Eighty-nine percent of survey respondents use AI tools for work. Sixty-one percent use them regularly-38% daily and 23% weekly. But speed comes with a tradeoff: spotty accuracy.

Managers own outcomes. When AI increases productivity and output, there's simply more work to review. Two factors compound the problem:

  • Spotting mistakes in AI output requires advanced expertise. Errors often look correct on the surface.
  • Forty-four percent of respondents say their company lacks a clear AI policy, or they're unsure one exists. Without guidance, workers make assumptions about how to use these tools.

Kirill Meshyk, head of AI data collection at Unidata, explained the nature of AI errors: "The most typical AI error we encounter is when it produces something correct-looking but false. It's well-formatted and sounds plausible, but the reviewer will only realize it is wrong when looking into details."

Riken Shah, founder and CEO of OSP, a healthcare technology firm, described how his review work has shifted. "I spend less time checking for completeness and more time interrogating the reasoning," he said. "Was the output validated? Did the person using the tool apply domain knowledge, or did they accept the model's framing wholesale?"

Adoption Is Outpacing Governance

McKinsey's 2025 Superagency in the Workplace report found that 92% of companies plan to increase AI investments over the next three years. Yet only 1% of business leaders call their company "mature" in AI deployment.

Companies are moving faster at adopting AI than at building systems to manage it. The cost falls on managers responsible for reviewing the work.

Teresa Tran, COO of LaGrande Marketing, addressed this directly. "The best thing I did was write down exactly what a finished piece of work looks like before anyone on my team uses AI to produce it," she said. Her solution: a one-page submission standard with specific requirements. "Managers who skip that step end up doing the hard work twice, once when they review and again when they send it back for a full rewrite."

Executive coach Louise Spinks sees a predictable pattern. "If the policy's too vague, people just make it up as they go," she said. Without clear direction, workers guess at expectations. Their assumptions don't match what managers expect. The result: more careful review, more revisions.

Verification Is Inconsistent

Even when AI output meets expectations, reviewing it takes more time. Seventy-seven percent of survey respondents said they review AI-assisted work more carefully than fully human work. Thirty-six percent said they review it "much more carefully."

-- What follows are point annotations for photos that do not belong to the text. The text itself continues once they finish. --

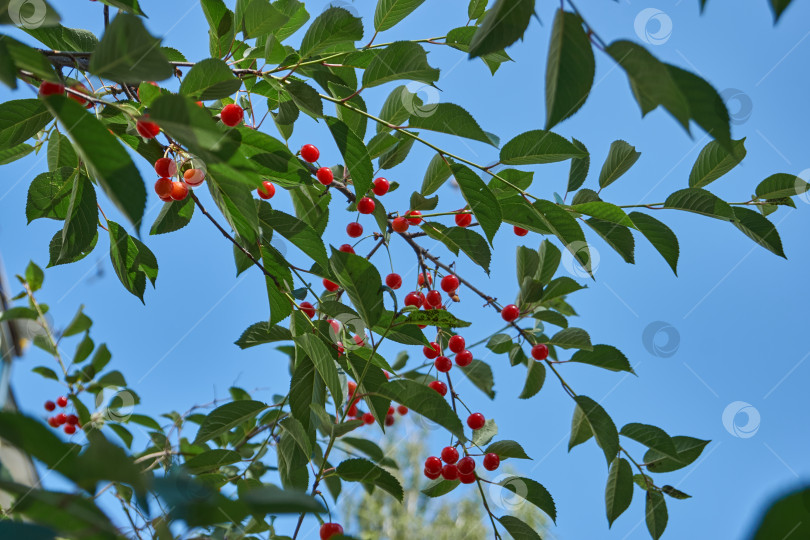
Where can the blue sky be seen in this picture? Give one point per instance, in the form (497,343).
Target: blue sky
(736,312)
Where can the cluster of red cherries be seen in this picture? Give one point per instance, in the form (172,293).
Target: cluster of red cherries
(68,422)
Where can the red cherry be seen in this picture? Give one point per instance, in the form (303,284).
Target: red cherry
(79,87)
(324,175)
(49,88)
(194,177)
(394,281)
(365,205)
(413,299)
(464,358)
(466,465)
(449,283)
(476,421)
(467,478)
(510,313)
(308,309)
(491,461)
(354,229)
(166,167)
(147,129)
(431,352)
(456,343)
(267,190)
(540,351)
(179,191)
(443,364)
(310,153)
(439,386)
(400,224)
(328,530)
(433,465)
(231,114)
(330,286)
(450,472)
(381,186)
(463,220)
(415,220)
(449,454)
(432,475)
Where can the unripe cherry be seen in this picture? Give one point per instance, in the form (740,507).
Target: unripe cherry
(267,190)
(456,344)
(310,153)
(394,281)
(354,229)
(449,283)
(381,186)
(463,220)
(231,114)
(365,205)
(464,358)
(325,175)
(540,351)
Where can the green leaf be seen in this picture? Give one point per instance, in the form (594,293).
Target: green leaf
(334,27)
(518,529)
(714,161)
(209,79)
(578,172)
(226,417)
(362,283)
(355,155)
(619,489)
(173,216)
(660,236)
(533,492)
(656,514)
(701,202)
(451,119)
(110,164)
(502,25)
(689,449)
(620,158)
(324,363)
(759,229)
(482,201)
(401,60)
(652,437)
(507,449)
(603,356)
(390,12)
(651,81)
(601,426)
(535,377)
(570,68)
(128,53)
(537,147)
(21,119)
(425,401)
(480,374)
(781,185)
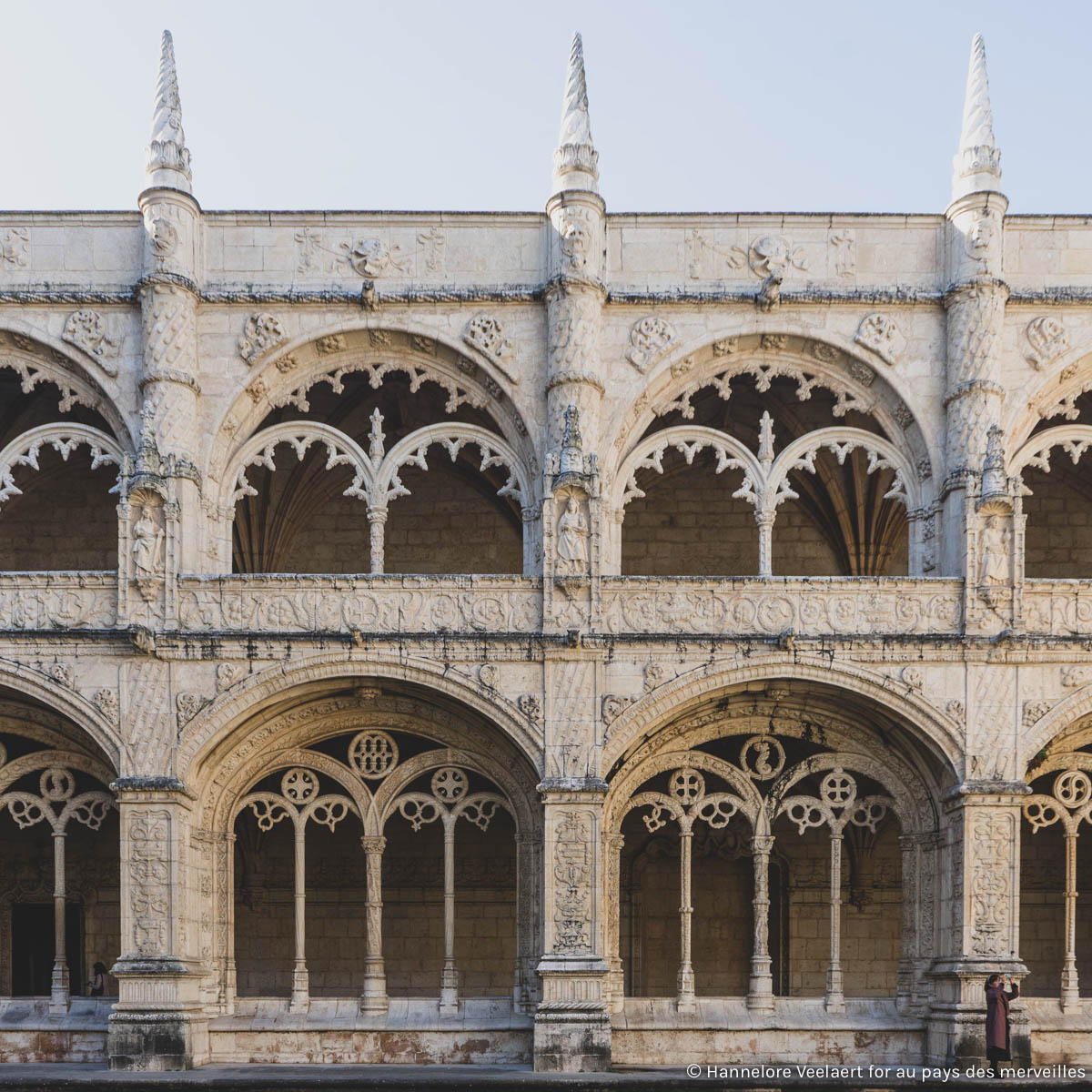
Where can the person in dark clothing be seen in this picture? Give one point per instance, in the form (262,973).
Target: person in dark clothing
(998,1038)
(97,980)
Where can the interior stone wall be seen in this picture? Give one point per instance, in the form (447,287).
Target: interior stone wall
(447,524)
(1043,912)
(1057,544)
(722,925)
(66,518)
(92,879)
(413,909)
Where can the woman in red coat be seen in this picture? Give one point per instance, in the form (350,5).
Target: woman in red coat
(998,1046)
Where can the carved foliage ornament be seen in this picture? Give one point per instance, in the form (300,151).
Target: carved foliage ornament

Yet many don't thoroughly verify facts. A Clear Spark Digital survey found that only 17% always verify AI-generated information. Less than half (46%) ever check the sources AI tools provide.

Aimen Hallou, chief technology officer at Floxy, explained why: "Unlike a human, AI tools will not hesitate. They always state their answers as definitively as possible. To successfully review AI output, people need to possess even greater expertise in the relevant topic."

With details going unchecked by those using the tools and significant expertise needed to spot mistakes, review work concentrates at the management level.

Building Better Policies

Experts point to clarity as the foundation of effective AI governance. Hallou said an effective policy must "explicitly state which data may and may not be fed into an AI tool." Shah added that requirements must be clear about where human verification is needed and who owns the final product.

But policy alone isn't enough. Spinks stressed that training matters equally. "One can't assume people understand hallucinations, bias, data leakage or the difference between using AI as a drafting tool versus using it as a decision-making authority," she said.

Without training, responsibility for catching errors continues to flow upward. Meshyk put it plainly: "AI doesn't remove your professional responsibility for what is done by the machine."